An integer $b$ is divisible by a nonzero integer $a$ if and only if there exists an integer $q$ such that $b=aq$.
An integer $n>1$ is said to be prime if its only divisors are $\pm1$ and $\pm n$; otherwise, we say that $n$ is composite.
If a positive integer $n$ is composite, it has a proper divisor $d$ that satisfies the inequality $1<d<n$.

Exercise $\PageIndex{1}\label{ex:divides-01}$

Let $a$, $b$, and $c$ be integers such that $a\neq0$. Use the definition of divisibility to prove that if $a\mid b$ and $c\mid (-a)$, then $(-c)\mid b$. Use only the definition of divisibility to prove these implications.

Exercise $\PageIndex{2}\label{ex:divides-02}$

Let $a$, $b$, $c$, and $d$ be integers with $a,c\neq0$. Prove that

If $a\mid b$ and $c\mid d$, then $ac\mid bd$.
If $ac \mid bc$, then $a\mid b$.

Exercise $\PageIndex{3}\label{ex:divides-03}$

Let $a$, $b$, and $c$ be integers such that $a,b\neq0$. Prove that if $a\mid b$ and $b\mid c$, then $a\mid c$.

Exercise $\PageIndex{4}\label{ex:divides-04}$

Let $a$, $b$, and $c$ be integers such that $a\neq0$. Prove that if $a\mid b$ and $a\mid c$, then $a\mid (sb+tc)$ for any integers $s$ and $t$.

Exercise $\PageIndex{5}\label{ex:divides-05}$

Prove that if $n$ is an odd integer, then $n^2-1$ is divisible by 4.

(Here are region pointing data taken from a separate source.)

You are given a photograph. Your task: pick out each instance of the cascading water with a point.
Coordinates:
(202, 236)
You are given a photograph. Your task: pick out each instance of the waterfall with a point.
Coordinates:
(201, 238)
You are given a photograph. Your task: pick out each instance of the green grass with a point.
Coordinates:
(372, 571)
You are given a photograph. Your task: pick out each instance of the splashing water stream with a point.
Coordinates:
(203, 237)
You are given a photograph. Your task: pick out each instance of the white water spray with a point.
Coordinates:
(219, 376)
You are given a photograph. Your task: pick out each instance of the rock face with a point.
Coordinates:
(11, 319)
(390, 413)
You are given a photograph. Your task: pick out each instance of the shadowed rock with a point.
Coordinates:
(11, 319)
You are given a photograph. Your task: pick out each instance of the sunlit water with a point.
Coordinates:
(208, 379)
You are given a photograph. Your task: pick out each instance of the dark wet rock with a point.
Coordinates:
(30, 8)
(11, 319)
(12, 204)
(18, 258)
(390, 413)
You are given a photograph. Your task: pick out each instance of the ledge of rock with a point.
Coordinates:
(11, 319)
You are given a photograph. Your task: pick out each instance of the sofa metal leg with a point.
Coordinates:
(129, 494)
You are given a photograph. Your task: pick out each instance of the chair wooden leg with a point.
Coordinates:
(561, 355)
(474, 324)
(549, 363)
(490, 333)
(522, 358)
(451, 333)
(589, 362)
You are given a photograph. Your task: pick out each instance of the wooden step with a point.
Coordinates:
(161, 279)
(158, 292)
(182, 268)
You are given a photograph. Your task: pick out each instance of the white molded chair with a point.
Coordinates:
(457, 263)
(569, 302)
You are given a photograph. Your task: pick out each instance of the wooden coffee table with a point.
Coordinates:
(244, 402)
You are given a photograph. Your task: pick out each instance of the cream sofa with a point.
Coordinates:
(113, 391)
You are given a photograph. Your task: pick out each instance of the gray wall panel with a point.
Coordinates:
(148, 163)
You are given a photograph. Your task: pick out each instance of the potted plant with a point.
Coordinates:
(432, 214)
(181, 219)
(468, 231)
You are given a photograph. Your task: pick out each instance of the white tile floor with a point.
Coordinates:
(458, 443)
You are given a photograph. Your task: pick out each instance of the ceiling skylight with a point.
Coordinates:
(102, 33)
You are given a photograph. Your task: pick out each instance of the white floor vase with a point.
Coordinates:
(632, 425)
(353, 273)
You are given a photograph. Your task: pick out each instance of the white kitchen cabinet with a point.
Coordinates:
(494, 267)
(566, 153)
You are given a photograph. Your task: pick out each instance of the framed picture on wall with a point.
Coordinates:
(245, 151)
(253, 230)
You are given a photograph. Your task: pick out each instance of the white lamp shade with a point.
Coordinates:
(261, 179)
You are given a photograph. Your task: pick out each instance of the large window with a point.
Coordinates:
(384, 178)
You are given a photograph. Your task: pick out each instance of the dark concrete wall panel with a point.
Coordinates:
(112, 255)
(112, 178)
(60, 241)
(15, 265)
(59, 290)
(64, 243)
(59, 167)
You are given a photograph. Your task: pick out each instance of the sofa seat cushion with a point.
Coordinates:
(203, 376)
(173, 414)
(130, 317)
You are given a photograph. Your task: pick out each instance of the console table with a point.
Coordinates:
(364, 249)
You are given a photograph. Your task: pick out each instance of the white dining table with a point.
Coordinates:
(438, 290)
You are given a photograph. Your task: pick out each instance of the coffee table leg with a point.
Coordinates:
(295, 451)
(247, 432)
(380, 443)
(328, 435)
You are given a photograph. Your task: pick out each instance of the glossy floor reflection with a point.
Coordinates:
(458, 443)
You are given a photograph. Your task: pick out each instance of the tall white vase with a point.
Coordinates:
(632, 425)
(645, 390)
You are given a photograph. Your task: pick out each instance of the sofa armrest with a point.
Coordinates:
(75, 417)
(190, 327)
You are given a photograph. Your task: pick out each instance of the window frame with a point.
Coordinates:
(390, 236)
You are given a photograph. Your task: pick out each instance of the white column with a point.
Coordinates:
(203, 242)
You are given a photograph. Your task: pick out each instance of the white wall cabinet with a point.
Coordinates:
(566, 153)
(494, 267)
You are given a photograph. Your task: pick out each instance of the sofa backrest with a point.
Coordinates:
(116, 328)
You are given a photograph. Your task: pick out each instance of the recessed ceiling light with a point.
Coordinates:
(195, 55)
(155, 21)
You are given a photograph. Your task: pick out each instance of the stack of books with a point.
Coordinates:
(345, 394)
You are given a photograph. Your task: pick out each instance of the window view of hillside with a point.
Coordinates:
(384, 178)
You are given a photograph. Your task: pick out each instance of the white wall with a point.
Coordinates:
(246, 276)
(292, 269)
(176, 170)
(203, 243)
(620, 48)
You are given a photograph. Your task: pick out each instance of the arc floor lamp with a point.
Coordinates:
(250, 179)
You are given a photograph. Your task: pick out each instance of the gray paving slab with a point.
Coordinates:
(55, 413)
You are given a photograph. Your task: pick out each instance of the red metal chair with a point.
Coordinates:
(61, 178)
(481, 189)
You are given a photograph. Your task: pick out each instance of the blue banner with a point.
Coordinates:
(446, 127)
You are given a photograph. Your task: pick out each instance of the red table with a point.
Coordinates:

Exercise $\PageIndex{6}\label{ex:divides-06}$

Use the result from Problem [ex:divides-05] to show that none of the numbers 11, 111, 1111, and 11111 is a perfect square. Generalize, and prove your conjecture.

Hint: Let $x$ be one of these numbers. Suppose $x$ is a perfect square, then $x=n^2$ for some integer $n$. How can you apply the result from Problem [ex:divides-05]?

Exercise $\PageIndex{7}\label{ex:divides-07}$

Prove that the square of any integer is of the form $3k$ or $3k+1$.

Exercise $\PageIndex{8}\label{ex:divides-08}$

Use Problem [ex:divides-07] to prove that $3m^2-1$ is not a perfect square for any integer $m$.

Exercise $\PageIndex{9}\label{ex:divides-09}$

Use induction to prove that $3\mid (2^{2n}-1)$ for all integers $n\geq1$.

Exercise $\PageIndex{10}\label{ex:divides-10}$

Use induction to prove that $8\mid (5^{2n}+7)$ for all integers $n\geq1$.

Exercise $\PageIndex{11}\label{ex:divides-11}$

Use induction to prove that $5\mid (n^5-n)$ for all integers $n\geq1$.

Exercise $\PageIndex{11}\label{ex:divides-12}$

Use induction to prove that $5\mid (3^{3n+1}+2^{n+1})$ for all integers $n\geq1$.